The last decade has brought about the age of multi-core processors to many homes and businesses around the globe. In fact, you would be more hard-pressed to find a computer with no multi-core (either physical, or virtual) support for sale on the market today. Software Engineers and Architects have already started designing and developing applications that use multiple cores. This leads to extended use of Asynchronous and Parallel programming patterns and techniques.

Before we begin it would help to review a key difference in Asynchronous and Parallel programming. The two perform similar tasks and functions in most modern languages, but they have conceptual differences.

Asynchronous calls are used to prevent “blocking” within an application. For instance, if you need to run a query against a database or pull a file from a local disk you will want to use an asynchronous call. This call will spin-off in an already existing thread (such as an I/O thread) and do its task when it can. Asynchronous calls can occur on the same machine or be used on another machine somewhere else (such as a computer in the LAN or a webserver exposing an API on the internet). This is used to keep the user interface from appearing to “freeze” or act unresponsively.

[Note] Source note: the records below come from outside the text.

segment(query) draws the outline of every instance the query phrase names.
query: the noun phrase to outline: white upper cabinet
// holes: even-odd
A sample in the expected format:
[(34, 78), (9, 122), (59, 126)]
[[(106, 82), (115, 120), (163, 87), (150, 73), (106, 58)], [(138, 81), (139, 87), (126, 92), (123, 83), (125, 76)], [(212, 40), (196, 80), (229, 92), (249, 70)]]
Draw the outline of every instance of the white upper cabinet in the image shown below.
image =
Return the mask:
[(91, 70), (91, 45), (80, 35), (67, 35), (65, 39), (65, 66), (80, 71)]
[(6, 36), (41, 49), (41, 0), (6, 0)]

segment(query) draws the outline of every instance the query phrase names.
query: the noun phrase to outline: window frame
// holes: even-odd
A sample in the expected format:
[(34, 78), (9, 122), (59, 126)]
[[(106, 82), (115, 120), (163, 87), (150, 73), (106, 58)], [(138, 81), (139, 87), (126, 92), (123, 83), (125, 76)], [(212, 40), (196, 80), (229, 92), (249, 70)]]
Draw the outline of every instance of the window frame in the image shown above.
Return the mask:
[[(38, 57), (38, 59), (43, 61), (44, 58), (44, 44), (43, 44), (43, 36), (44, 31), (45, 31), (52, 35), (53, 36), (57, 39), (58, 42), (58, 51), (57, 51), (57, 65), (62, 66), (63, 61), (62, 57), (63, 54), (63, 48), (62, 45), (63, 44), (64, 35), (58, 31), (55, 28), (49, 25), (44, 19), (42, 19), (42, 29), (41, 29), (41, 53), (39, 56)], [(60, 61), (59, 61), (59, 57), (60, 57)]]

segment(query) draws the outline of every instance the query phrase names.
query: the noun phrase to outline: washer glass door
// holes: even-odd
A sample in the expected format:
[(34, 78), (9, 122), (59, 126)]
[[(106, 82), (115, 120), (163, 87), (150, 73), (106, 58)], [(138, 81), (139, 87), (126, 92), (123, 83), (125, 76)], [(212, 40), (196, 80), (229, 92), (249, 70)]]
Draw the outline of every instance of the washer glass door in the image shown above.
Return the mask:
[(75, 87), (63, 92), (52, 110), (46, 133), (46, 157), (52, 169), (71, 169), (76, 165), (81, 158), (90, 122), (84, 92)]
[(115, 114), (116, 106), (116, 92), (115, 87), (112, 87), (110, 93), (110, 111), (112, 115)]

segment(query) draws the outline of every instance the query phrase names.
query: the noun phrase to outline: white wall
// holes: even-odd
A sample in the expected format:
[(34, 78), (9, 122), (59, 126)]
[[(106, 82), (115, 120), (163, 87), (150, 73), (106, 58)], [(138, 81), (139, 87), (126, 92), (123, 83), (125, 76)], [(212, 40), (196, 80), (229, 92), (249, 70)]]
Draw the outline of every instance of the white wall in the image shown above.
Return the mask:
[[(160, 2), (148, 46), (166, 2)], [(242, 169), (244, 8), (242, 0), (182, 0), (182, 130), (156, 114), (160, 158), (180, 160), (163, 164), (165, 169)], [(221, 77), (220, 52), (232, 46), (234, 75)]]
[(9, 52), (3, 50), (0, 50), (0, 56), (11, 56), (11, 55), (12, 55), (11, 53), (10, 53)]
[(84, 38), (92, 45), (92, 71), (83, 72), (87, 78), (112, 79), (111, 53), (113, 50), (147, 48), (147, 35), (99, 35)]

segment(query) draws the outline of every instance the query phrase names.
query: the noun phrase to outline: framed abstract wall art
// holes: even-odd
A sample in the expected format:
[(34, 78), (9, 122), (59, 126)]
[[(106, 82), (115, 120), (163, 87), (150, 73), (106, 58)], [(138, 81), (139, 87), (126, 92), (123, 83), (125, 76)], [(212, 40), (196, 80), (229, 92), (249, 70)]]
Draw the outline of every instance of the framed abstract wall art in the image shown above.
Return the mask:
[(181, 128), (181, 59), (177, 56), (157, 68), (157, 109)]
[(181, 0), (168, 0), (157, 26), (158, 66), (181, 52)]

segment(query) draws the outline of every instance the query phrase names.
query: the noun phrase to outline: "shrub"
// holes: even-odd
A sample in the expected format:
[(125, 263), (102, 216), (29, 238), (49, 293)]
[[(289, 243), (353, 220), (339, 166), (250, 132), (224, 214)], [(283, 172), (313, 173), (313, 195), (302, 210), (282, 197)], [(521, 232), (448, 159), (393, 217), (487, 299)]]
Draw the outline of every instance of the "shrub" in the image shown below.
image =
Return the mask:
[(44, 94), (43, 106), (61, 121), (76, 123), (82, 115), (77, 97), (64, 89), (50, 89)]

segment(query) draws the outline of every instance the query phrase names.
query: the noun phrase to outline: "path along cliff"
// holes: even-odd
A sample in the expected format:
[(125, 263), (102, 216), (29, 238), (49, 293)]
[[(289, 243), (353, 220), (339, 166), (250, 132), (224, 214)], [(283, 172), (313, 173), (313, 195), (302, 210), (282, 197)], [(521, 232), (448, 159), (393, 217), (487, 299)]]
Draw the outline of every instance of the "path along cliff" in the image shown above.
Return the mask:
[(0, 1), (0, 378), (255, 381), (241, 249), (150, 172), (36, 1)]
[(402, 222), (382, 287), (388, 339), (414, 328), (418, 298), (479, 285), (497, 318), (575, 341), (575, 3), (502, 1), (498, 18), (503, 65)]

In parallel programming you still break up work or tasks, but the key differences is that you spin up new threads for each chunk of work and each thread can reach a common variable pool. In most cases parallel programming only takes place on the local machine, and is never sent out to other computers. Again, this is because each call to a parallel task spins up a brand new thread for execution. Parallel programming can also be used to keep an interface snappy and not feel “frozen” when running a challenging task on the CPU.

So you might ask yourself “Well these sound like the same deal!” In reality they are not by any means. With an asynchronous call you have no control over threads or a thread pool (which is a collection of threads) and are dependent on the system to handle the requests. With parallel programming you have much more control over the tasks chunks, and can even create a number of threads to be handled by a given number of cores in a processor. However each call to spin up or tear down a thread is very system intensive so extra care must be taken into account when creating your programming.

Imagine this use case: I have an array of 1,000,000 int values. I have requested that you, the programmer, make an addition to each of these people objects to contain an internal id equal to the object’s array index. I also tell you about how the latest buzzword on the street is “multi-core processing” so I want to see patterns on that used for this assignment. Assuming you have already defined the original “person” class and wrote a “NewPerson” class with the added dimension, which pattern (asynchronous or parallel) would be preferred to break the work up and why?

The correct answer of course would be the parallel pattern. Since each object is not dependent on another object from somewhere else (from something like a remote API) we can split the million objects into smaller chunks and perform the object copy and addition of the new parameter. We can then break send those chunks to different processors to conduct the execution of our code. Our code can even be designed to account for n processors in any computer, and evenly spread the work across CPU cores.

Now here at Mercer I am working on a .NET web product. Our tech leads and developers have created a “Commons” library that contains factories and objects that are useful to all the sub-projects that exist in this very large .NET product. Exposed services or factories are hosted via IIS and are accessible by other projects in the product by simply referring to the “Commons” namespace. Basically the “Commons” library prevents all developers from re-inventing the wheel if they need things such as a log writer, methods to extract objects from a MSSQL database, or even methods for interoperability between projects.

When it comes to the “Commons” library we are using Asynchronous calls between the server and client. We do this since a user could potentially hit one server in the cluster, then make another request that is picked up by a separate server in the cluster. It would not be helpful if we spun up a processing thread on Server A, only for the client to hit Server B (which then would have to spin up its own thread) if the cluster load balancer redirects them to Server B. Since our services are built to be asynchronous calls, all the client end has to do is pass in some session information to the server and the server can pull up the requested objects or data. If we were to use parallel processing in regards to the .NET pattern, we would be creating a ton of overhead with the constant setup and tear-down of threads within the webserver. There is also a chance the client might be redirected to another server completely by the forward facing load balancer. For our “Commons” it makes much, much more sense to just let the operating system handle sending off and receiving asynchronous calls.

So this should have served as a basic compare and contrast of asynchronous and parallel programming. If you remember anything, remember this: While both patterns are used to prevent blocking within, say a User Interface, keep in mind that an asynchronous calls will use threads already in use by the system and parallel programming requires the developer to break the work up, spinup, and teardown threads needed.